Suppose for simplicity that after reading the first paragraph, I assign a credence of 1/2 to the null hypothesis N that there is no correlation between photography and living to a hundred and a credence of 1/2 to the hypothesis H that serious photography doubles the chance of living past 100.
Suppose I now tell my mother about the article, and she says: “Your great-grandma Alice was an avid photographer and she lived past 100!”

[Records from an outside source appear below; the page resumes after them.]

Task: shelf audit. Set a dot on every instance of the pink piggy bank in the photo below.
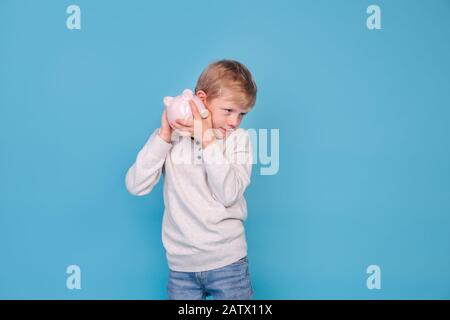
(178, 107)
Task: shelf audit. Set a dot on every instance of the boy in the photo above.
(205, 176)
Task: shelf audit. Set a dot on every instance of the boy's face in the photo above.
(226, 115)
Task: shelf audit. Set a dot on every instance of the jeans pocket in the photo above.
(241, 261)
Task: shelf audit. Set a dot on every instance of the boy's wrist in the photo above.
(207, 142)
(165, 136)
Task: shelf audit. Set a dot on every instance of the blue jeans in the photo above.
(231, 282)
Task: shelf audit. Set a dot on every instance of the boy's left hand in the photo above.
(201, 129)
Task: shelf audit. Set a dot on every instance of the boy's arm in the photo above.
(145, 173)
(228, 175)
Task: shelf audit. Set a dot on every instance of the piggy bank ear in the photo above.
(187, 93)
(167, 101)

This is paradigmatically anecdotal evidence. But let’s do a quick and dirty Bayesian analysis. I just learned the fact E1 at least one of my eight great-grandparents was both a serious photographer and lived past 100. Let’s say for simplicity that each of my great-grandparents was born more than 100 years ago and had a 1% chance of living past 100 (some actual data is here), and that 15% of people are serious photographers. Then the conditional probability of my evidence E1 on the null hypothesis N is 1 − (1 − 0.01 ⋅ 0.15)8 or 1%, but on the doubling-chance hypothesis H it is 1 − (1 − 2 ⋅ 0.01 ⋅ 0.15)8 or 2.4%. Plugging these into Bayes’ theorem, I get a 67% posterior probability of H, and now I have a significant degree of credence in a photography-centenarianism link.

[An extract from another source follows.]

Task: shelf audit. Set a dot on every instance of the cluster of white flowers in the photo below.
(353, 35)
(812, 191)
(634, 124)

But suppose that instead of talking to my mother, I read further on in the article, and find after reading whatever scientific study spawned the article, the author found and interviewed a centenarian Bob who has been an avid photographer for half his life. What does that piece of anecdotal data do to my credence in the link between photography and a long life? Nothing! To a first approximation, the relevant fact I learned from the interview is the fact E2 that there exists at least one person in the world who was an avid photographer and lived past 100. And the conditional probability of E2 is very close to 1 on both H and N, so by Bayes’ theorem it doesn’t change my credences in H and N. (To a second approximation, I learned that the there was one person accessible to the author who was an avid photographer and lived past 100. And that is presumably slightly more likely on H and N. So I should get a slight boost in H, but only a slight one, since in the modern world we have access to lots of people.)

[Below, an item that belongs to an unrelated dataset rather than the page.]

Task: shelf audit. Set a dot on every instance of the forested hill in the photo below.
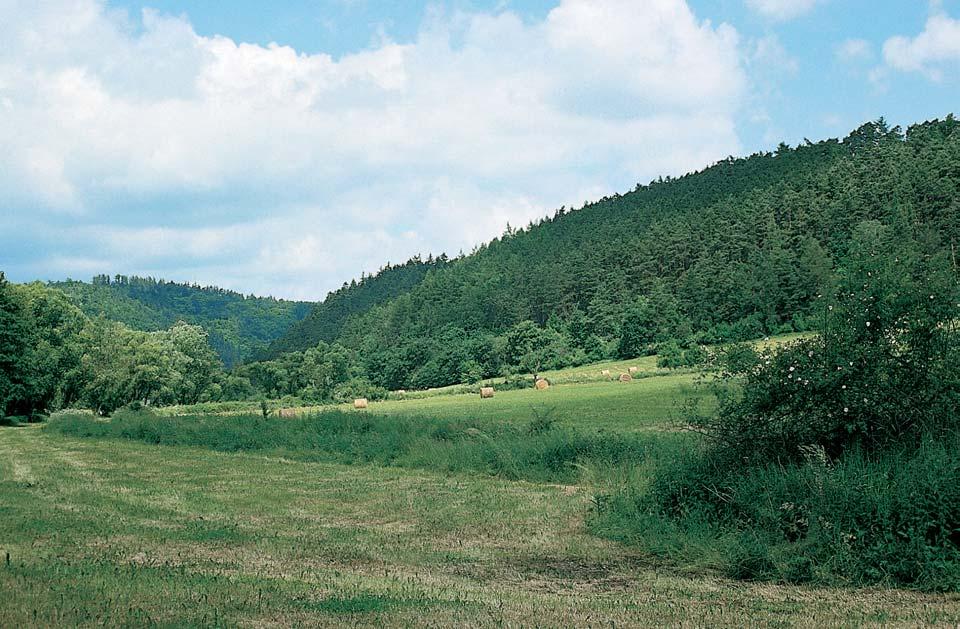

Now consider an intermediate case. Instead of talking to relatives, I share the article with a hundred people, and one of them writes back: “Wow! My tennis partner’s great-uncle Carl was an avid photographer and lived past 100.” Let’s over simplify by supposing that each of my hundred correspondents read the article and on average contributes ten people born more than 100 years ago to the sample. So from the first response, I have learned the fact E3 that in this sample of 500, there is at least one person who is a centenarian and a serious photographer. The probability of this on H is 95% and on N it is 78%. Plugging these into Bayes’ theorem, my credence in the photography-centenarianism link is 55%, which is a rather modest boost over my initial 50%. (The crucial point was that in the initial grandparents sample, the probability on H was double than on N, but now as both probabilities approach 100%, the ratio gets less impressive.)
There are some lessons here: If we are careful with our reasoning, anecdotal data can actually be quite relevant. Moreover, while it’s presumably been ingrained in us since high school science classes that larger sample sizes are better, for certain kinds of anecdotal data, smaller sample sizes are better. This is because the relevant information given by certain kinds of anecdotal data is positive: it is information that some sample contains at least one instance of some sort that is rare on both the null hypothesis and the alternate hypothesis (say, a photographer centenarian). In those cases, once the sample size gets large enough, the probability of the evidence on either hypothesis gets close to 1, and the evidential force disappears.
What this means is that for certain kinds of anecdotal data it makes perfect sense to be more impressed by an anecdote about oneself (a sample of one) than by an anecdote about a relative, and by an anecdote about a relative than by an anecdote about a friend’s friend, and to be essentially unmoved by an anecdote about a stranger on the Internet. And that is, I suspect, how most people actually proceed, notwithstanding blanket condemnations of anecdotal reasoning.
How can we do even better? Well, we should try to enrich our positive anecdotal data with other kinds of anecdotal data: Did I have centenarian relatives who weren’t photographers or photographer relatives who weren’t centenarians? All that would ideally be taken into account. But, nonetheless, if all I have is one positive anecdote, Bayesianism requires me not to dismiss it.